Assume that in 2021 you’re 27 years old and earn $42,000 a year. Based on your current tax bracket of 22 percent​, your federal income tax bill is about $9,240. If you contribute $6,000 to a traditional IRA, you lower your adjusted gross income to $36,000, which will save you about $1,320 in federal taxes at year-end.

But what if you pay the additional $1,320 and contribute the $6,000 to a Roth IRA instead? If you earn an average ​6.8 percent​ return for 40 years on that sum – the average return in the years 1971 to 2020, as reported by MoneyChimp – by age 65, the $6,000 has grown to about $93,385, which you can then withdraw tax-free.

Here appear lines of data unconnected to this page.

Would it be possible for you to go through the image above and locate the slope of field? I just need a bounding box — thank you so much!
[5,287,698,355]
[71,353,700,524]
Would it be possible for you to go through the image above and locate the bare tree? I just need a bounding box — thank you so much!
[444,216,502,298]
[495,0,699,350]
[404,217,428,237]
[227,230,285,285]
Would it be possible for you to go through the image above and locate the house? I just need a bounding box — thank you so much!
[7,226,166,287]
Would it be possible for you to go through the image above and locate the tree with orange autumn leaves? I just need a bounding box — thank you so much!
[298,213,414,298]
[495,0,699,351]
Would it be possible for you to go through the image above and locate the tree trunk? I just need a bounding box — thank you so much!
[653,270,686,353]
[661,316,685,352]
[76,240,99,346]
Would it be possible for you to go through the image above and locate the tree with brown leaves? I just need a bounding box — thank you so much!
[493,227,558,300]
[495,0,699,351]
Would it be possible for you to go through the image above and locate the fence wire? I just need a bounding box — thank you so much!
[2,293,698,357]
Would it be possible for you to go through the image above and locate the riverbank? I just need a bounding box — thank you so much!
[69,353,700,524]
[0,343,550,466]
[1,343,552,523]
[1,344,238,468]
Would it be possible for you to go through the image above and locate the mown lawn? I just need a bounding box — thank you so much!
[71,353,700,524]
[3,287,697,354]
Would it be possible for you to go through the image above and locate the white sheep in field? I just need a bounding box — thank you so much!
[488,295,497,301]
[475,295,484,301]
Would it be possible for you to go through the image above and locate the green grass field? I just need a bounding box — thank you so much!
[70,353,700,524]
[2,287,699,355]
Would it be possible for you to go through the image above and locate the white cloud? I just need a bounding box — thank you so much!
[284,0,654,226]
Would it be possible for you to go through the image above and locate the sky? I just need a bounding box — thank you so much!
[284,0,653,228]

While this is a simple example that doesn’t account for many factors that influence the financial benefit of any investment, it does illustrate how a Roth IRA can affect the tax you’ll owe once you’ve retired.

FDIC-Insured Roth IRA Accounts

The Federal Deposit Insurance Corporation, or FDIC, is a government-run agency that protects account holders against deposit losses if a bank or savings and loan association fails. Roth IRA assets held on deposit are insured according to FDIC insurance limits: ​$250,000​ per depositor, per institution and per ownership category, which gives investors confidence that their primary risk lies with the investment vehicles they choose for their Roth IRA accounts.

For insurance purposes, the FDIC combines all your IRAs in one category. If one banking customer has a $200,000 certificate of deposit held in a traditional IRA and a $100,000 Roth IRA held in a savings account at the same financial institution, the agency will collectively insure both investments for $250,000. The $50,000, which exceeds the $250,000, will not be insured.